I’ve seen Lyndon at least 10 or 12 times since, and I know every line and frame by heart. And Marisa Berenson‘s empty, blank-faced performance has sapped my spirit on each and every occasion. She was such a drag to hang with.

However, the 5.23 Cannes screening will probably be my last opportunity to see the handsome, downbeat, darkly humorous Barry in a truly first-rate venue — really big screen, perfectly projected light levels, state-of-the-art sound. So I’ll probably have a seat.

Speaking of Flatline Elements“, posted on 5.14.23:

Stanley Kubrick was famous for encouraging lively, eccentric and even over-the-top performances. Steven Spielberg’s 1999 recollection abut a 1980 dinner with Kubrick at Childwickbury Manor, during which Kubrick explained that Jack Nicholson‘s over-the-top performance in The Shining was a kind of tribute to the acting style of James Cagney, is a case in point.
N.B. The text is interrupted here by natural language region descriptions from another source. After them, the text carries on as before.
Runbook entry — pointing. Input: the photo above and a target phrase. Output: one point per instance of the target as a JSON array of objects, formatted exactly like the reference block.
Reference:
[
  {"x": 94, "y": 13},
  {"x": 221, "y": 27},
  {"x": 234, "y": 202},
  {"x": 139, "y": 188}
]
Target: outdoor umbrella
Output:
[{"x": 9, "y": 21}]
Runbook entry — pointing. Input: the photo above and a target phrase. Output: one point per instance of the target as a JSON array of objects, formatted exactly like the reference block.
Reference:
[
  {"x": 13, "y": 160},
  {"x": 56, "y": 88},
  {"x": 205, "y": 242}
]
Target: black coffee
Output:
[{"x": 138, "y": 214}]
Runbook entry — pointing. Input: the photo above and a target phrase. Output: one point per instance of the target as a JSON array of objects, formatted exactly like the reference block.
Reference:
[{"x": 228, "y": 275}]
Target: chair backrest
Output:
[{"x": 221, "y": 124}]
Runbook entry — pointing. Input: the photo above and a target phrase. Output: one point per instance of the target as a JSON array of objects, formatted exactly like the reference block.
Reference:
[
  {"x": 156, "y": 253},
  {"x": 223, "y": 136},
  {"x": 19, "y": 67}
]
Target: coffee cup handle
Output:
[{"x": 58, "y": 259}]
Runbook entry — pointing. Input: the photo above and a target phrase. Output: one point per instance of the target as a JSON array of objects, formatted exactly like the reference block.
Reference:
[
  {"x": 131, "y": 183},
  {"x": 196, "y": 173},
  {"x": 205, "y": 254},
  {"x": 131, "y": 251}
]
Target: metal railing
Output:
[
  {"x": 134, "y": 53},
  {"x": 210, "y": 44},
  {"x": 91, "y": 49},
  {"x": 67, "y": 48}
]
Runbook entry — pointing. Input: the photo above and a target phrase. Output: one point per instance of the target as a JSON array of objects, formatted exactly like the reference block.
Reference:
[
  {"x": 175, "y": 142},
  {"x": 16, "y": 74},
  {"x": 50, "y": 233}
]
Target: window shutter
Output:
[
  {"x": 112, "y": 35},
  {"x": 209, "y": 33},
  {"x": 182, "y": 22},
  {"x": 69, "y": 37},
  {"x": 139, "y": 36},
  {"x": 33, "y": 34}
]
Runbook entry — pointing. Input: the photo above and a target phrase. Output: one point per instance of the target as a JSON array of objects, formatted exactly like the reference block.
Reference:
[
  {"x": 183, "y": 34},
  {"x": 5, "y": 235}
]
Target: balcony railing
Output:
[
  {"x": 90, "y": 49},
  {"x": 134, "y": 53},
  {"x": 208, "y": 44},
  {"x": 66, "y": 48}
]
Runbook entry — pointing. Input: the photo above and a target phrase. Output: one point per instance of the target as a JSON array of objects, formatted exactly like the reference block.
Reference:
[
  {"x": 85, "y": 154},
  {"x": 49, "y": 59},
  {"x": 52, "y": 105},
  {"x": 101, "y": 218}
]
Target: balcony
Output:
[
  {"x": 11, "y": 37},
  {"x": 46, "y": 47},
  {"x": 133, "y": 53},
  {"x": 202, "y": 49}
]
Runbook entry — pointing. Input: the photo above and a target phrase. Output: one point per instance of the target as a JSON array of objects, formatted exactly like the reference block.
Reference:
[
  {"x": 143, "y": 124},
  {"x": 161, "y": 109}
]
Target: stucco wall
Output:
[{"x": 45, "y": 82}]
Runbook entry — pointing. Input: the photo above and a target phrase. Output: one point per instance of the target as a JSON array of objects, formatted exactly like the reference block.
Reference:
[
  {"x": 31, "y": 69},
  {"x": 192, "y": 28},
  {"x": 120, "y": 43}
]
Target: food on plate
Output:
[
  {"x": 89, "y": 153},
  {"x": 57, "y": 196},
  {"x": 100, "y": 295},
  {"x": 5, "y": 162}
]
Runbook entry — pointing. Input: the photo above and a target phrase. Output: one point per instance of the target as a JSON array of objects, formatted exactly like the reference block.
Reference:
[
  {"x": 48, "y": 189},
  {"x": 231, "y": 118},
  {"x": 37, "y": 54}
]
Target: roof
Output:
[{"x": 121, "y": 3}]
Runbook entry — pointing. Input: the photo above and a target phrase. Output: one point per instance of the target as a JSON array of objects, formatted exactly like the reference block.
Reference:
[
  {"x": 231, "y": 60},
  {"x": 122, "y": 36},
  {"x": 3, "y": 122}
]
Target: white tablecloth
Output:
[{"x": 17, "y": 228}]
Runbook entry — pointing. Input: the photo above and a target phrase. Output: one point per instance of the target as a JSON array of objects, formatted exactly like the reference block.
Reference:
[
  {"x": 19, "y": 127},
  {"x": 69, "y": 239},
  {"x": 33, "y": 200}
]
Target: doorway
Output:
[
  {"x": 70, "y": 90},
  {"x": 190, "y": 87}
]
It is therefore strange if not bizarre that during the making of Barry Lyndon, Kubrick directed Marisa Berenson to give such an opaque non-performance. In each and every scene, her Lady Lyndon conveys utter vacuity…absolutely nothing behind the eyes.

Did Kubrick realize too late in the process that he’d made a mistake, that Berenson was profoundly ungifted and had next to nothing inside, and that the best course would be to emphasize (rather than try to obscure) this fact?

Berenson is the primary cause, in fact, of Barry Lyndon‘s “dead zone” problem.